Unverhoffter Geldsegen für die Ampelkoalition
Für 2024 stehen der Bundesregierung viele Milliarden Euro mehr als bislang gedacht zur Verfügung. Das Aussetzen der Schuldenbremse ist nicht nötig.
BERLIN Die Ampelkoalition kann sich unmittelbar vor den abschließenden Haushaltsberatungen im Bundestag über einen unverhofften Geldsegen freuen. Die Rücklage des Bundes falle um 6,3 Milliarden Euro höher aus als bislang geplant, teilte das Finanzministerium bereits am Dienstag mit. „Die Mittel tragen zur Finanzierung von Mehrbelastungen im Bundeshaushalt 2024 bei“, erklärte das Haus von Finanzminister Christian Lindner (FDP).
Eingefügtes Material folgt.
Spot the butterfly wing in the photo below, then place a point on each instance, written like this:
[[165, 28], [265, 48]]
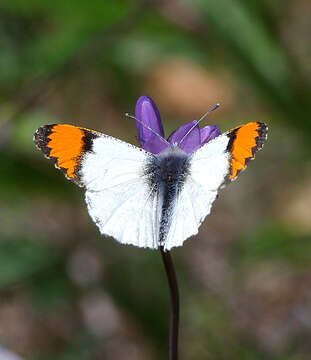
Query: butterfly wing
[[213, 165], [118, 196]]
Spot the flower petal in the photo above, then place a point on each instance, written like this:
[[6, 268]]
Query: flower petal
[[191, 141], [208, 133], [147, 112]]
In der Ampel-Koalition wurde erwartet, dass damit auch die Finanzierung der Fluthilfe für das Ahrtal in Höhe von rund 2,7 Milliarden Euro gesichert ist. Eine Aussetzung der Schuldenbremse für 2024 aus diesem Grund sei nicht mehr nötig. Allerdings will die Koalition an der Kürzung der Agrardiesel-Förderung für Landwirte festhalten.
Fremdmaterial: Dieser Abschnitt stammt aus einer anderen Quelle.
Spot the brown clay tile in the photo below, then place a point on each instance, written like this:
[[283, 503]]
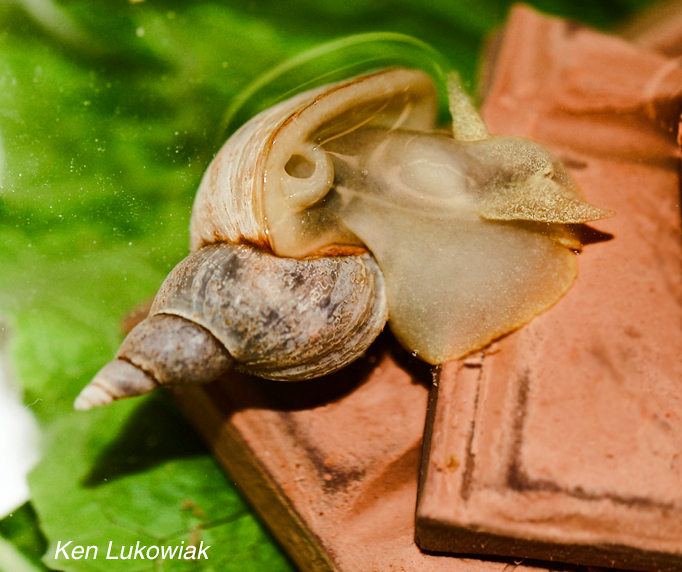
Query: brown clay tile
[[563, 441], [331, 465]]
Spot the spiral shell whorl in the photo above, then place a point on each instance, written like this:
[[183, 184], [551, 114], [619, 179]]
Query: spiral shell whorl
[[279, 318]]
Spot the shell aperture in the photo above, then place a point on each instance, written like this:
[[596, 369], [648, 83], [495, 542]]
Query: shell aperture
[[470, 235]]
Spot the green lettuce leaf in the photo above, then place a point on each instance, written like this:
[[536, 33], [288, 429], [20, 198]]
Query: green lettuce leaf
[[109, 114]]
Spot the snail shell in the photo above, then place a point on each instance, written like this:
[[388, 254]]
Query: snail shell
[[343, 207]]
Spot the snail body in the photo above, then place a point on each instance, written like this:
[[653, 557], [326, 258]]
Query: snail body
[[342, 208]]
Die Rücklage war bereits in früheren Legislaturperioden gebildet worden. Sie wurde in den vergangenen Jahren wiederholt zum Stopfen von Haushaltslöchern verwendet. Ende 2022 waren in der sogenannten Asyl-Rücklage, die nach der Flüchtlingszuwanderung 2015 angehäuft worden war, noch 48,2 Milliarden Euro. Davon wurden 2023 rund 37,5 Milliarden Euro zur Etatfinanzierung aufgezehrt. Da der Bund 2023 etwas weniger ausgegeben hat als geplant, könne er 2024 jetzt auf eine Rücklage von rund 10,7 Milliarden Euro zurückgreifen, von denen bisher 4,4 Milliarden Euro verplant waren, so das Finanzministerium.
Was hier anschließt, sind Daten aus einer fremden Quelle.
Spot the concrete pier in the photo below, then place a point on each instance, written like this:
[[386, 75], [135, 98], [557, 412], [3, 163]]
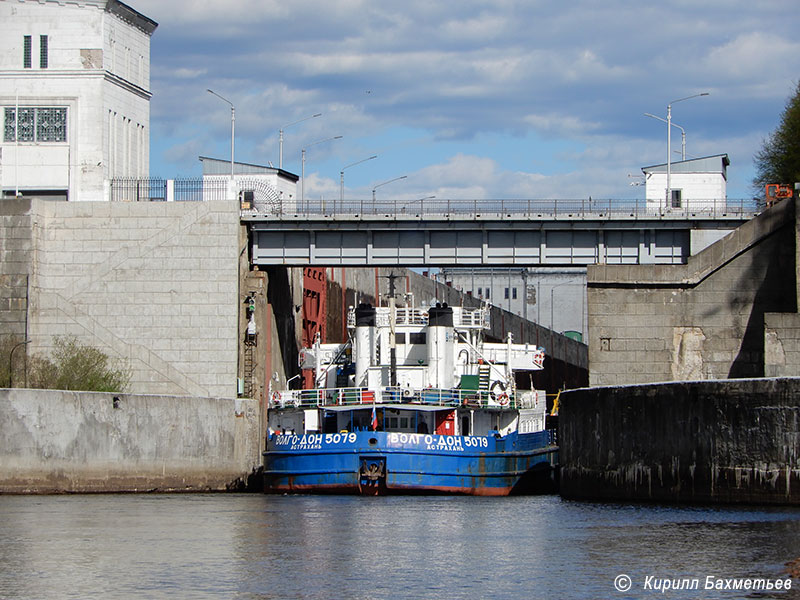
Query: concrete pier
[[64, 442], [720, 441]]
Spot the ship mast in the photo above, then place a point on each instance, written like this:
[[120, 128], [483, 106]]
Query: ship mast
[[392, 321]]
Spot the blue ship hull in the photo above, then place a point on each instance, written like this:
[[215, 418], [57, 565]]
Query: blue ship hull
[[376, 463]]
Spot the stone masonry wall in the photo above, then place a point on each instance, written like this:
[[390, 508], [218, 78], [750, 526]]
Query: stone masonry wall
[[702, 320], [155, 284]]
Die höhere Rücklage dürfte die Etatberatungen entscheidend erleichtern, die an diesem Donnerstag mit der Bereinigungssitzung des Haushaltsausschusses in die Schlussphase gehen. Das Finanzministerium warnte indirekt bereits vor Begehrlichkeiten für weitere Ausgaben in der Koalition und verwies auf die Notwendigkeit struktureller Einsparungen. „Zwar kann die geringere
Entnahme aus der Rücklage in 2023 einen Beitrag zur Konsolidierung des Bundeshaushalts 2024 leisten“, hieß es. „Mittel- und langfristig werden allerdings strukturelle Anpassungen erforderlich sein.“
Mitte November hatte ein Urteil des Bundesverfassungsgerichts die Etatplanungen der Ampelkoalition über den Haufen geworfen. Im Haushalt für 2024 fehlten daraufhin 17 Milliarden Euro, im Klima- und Transformationsfonds (KTF) weitere 43 Milliarden Euro. Erst kurz vor Weihnachten hatten sich die Koalitionsspitzen auf Sparpläne geeinigt. Neben einer erhöhten Ticketsteuer sollen etwa die Landwirte künftig auf die Förderung des Agrardiesels verzichten, die in drei Jahresschritten gestrichen werden soll. Das hatte massive Bauernproteste ausgelöst. An den Kürzungen werde sich nichts mehr ändern, aber bis zum Sommer wolle die Regierung ein agrarpolitisches Reformpaket vorlegen, hieß es am Mittwoch aus der Grünen-Bundestagsfraktion.
„Die Agrardieselförderung muss erhalten bleiben. Insgesamt sehe ich im Haushalt eine Schieflage zu Lasten der ländlichen Räume“, sagte der Chefhaushälter der Unionsfraktion, Christian Haase, vor der Sitzung des Haushaltsausschusses.
„Bei internationalen Hilfen wäre ich da kritischer. Da machen wir viel mehr als andere Länder“, sagte der haushaltspolitische Sprecher der CDU/CSU-Fraktion. „Das ganze Haushaltsverfahren ist zum Schluss immer chaotischer verlaufen. Die Bundesregierung und die Koalitionsfraktionen waren überfordert, auf das Urteil des Bundesverfassungsgerichts zu reagieren. Sie hatten keinen Plan B. Die ersten Vorschläge nach über vier Wochen konnten sie noch nicht einmal im Detail erklären“, sagte Haase.